Por mais que seja esperado que os sons altos incomodem mais as pessoas do que os sons baixos, os portadores de Hiperacusia já começam a incomodar com sons antes dos 95 deciBels (dB) esperados para começarem a deflagrar desconforto. “Para se ter uma noção, uma conversa em volume normal alcança cerca de 60-65dB. Nos casos mais graves de Hiperacusia, as pessoas já sentem desconforto ao ouvirem sons de 40-50dB, o que praticamente inviabiliza uma vida profissional ou social.

Também tem ficado mais comum receber pessoas jovens se incomodando com sons baixos, mas repetitivos, como pessoas mastigando nas refeições ou mascando chiclete, nariz fungando, papel de bala, de pipoca ou de salgadinho no cinema, tamborilar de dedos, clique de caneta, chinelo arrastando etc. Diferente dos outros pacientes, esses jovens têm uma forte reação de raiva quando ouvem esses sons e alguns até chegam a ser agressivos. Para eles, não basta abaixar o volume dos sons, eles têm que desaparecer. Essa é a Misofonia ou Síndrome de Sensibilidade Seletiva do Som, conhecida também como 4S. Curiosamente, mais de 90% desses casos começam na infância ou adolescência, só que a falta de conhecimento faz com que essas pessoas sejam marginalizadas como ranzinzas ou anti-sociais, o que aumenta ainda mais o sofrimento. Uma maneira de acolher essas pessoas que ainda não têm respaldo da classe médica foi criar o S.O.S. Misofonia (www.misofonia.com.br) com dois objetivos: distribuir conhecimento à população carente de informação e permitir que os sofredores enviem um alerta anônimo a outra pessoa que nem sabe que faz os sons que o incomodam tanto.

O terceiro membro dessa família de efeitos colaterais dos ruídos da vida sobre os ouvidos é o zumbido. Esses sons podem ser comparados a apitos, chiados, cigarras, grilos, panela de pressão, etc e ocorrem em todas as idades, inclusive crianças e adolescentes, podendo comprometer o sono, a concentração na leitura, o equilíbrio emocional e até a vida social e familiar.
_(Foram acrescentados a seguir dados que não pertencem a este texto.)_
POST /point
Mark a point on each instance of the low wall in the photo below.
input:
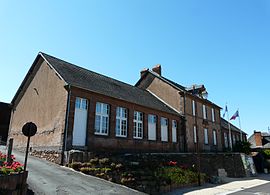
(209, 162)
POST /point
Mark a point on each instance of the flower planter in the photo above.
(14, 183)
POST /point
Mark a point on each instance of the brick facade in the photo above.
(112, 142)
(182, 102)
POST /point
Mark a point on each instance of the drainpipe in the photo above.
(183, 94)
(64, 146)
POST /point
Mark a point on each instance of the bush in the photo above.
(178, 175)
(75, 165)
(242, 147)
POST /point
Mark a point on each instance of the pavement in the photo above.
(48, 178)
(259, 185)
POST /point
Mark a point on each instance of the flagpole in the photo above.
(240, 126)
(229, 125)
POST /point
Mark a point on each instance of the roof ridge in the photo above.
(80, 67)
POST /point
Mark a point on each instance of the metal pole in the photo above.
(197, 147)
(10, 145)
(240, 126)
(26, 153)
(230, 133)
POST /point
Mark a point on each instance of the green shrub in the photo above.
(94, 161)
(104, 161)
(178, 175)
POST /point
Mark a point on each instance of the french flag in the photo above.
(235, 115)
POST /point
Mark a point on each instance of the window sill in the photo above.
(103, 134)
(121, 136)
(137, 138)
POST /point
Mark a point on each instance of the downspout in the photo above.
(183, 95)
(64, 146)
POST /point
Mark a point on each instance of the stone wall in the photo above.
(209, 162)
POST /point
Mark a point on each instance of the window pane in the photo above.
(124, 113)
(205, 136)
(98, 108)
(118, 111)
(195, 134)
(78, 102)
(97, 124)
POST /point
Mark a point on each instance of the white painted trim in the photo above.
(164, 102)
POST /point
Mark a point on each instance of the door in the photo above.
(80, 122)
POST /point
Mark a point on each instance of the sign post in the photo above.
(29, 130)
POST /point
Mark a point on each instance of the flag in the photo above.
(226, 110)
(235, 115)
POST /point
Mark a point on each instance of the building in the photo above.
(202, 116)
(75, 108)
(235, 134)
(260, 140)
(5, 110)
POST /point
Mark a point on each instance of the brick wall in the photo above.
(113, 143)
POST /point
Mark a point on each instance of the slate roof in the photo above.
(174, 84)
(82, 78)
(225, 124)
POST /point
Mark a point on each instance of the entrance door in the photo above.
(80, 122)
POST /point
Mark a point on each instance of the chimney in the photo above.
(144, 71)
(157, 69)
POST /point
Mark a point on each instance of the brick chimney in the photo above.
(157, 69)
(144, 71)
(258, 138)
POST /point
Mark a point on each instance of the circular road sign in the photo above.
(29, 129)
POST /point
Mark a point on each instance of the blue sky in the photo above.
(224, 45)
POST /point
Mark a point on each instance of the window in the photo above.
(214, 137)
(121, 122)
(234, 139)
(138, 125)
(102, 118)
(213, 115)
(81, 103)
(226, 140)
(193, 108)
(174, 128)
(237, 137)
(204, 112)
(206, 136)
(152, 125)
(195, 134)
(164, 129)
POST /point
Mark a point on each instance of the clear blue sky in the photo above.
(224, 45)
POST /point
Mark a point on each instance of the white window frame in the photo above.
(195, 134)
(81, 103)
(214, 137)
(234, 139)
(213, 115)
(204, 112)
(138, 125)
(193, 108)
(152, 127)
(226, 143)
(99, 127)
(206, 140)
(121, 116)
(174, 131)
Pesquisas mostram que 1 a cada 4-5 pessoas tem zumbido, facilitando a compreensão de como isso se tornou tão comum. Como em qualquer família, os membros andam em grupos, ou seja, um único paciente pode ter associação de zumbido, misofonia e hiperacusia ao mesmo tempo.

Diagnósticos e Tratamentos: Hiperacusia e Misofonia

Juntas ou separadas, podem ser amenizados com tratamentos diferentes, porém que devem ser personalizados caso a caso: medicações, terapia sonora com uso de sons de fraca intensidade, terapia cognitivo-comportamental e muita informação. Entender o problema é metade do caminho para quem não sabe o que tem.

O portal S.O.S Misofonia (www.misofonia.com.br) ajuda a entender um pouco mais sobre essa doença recente e devastadora, além de alertar um outro indivíduo ‘anonimamente’ (seja no ambiente escolar ou profissional) que o barulho produzido traz um grande incômodo.

Zumbido

Apesar de muitas pessoas pensarem que não existe tratamento para o Zumbido, já existe  e vários pacientes já receberam melhora no sintoma e também alguns alcançaram a cura, mas, para que seja iniciado é preciso uma análise do paciente e que englobe a rotina de trabalho, os hábitos alimentares –  a ingestão de gorduras, cafeína e doces – se toma alguma medicação de uso contínuo e qual o volume e a intensidade que o paciente escuta música, dentre outros. Só com esse perfil é possível tratar o paciente de forma adequada, seja com medicamentos ou com a reeducação para algum hábito ruim.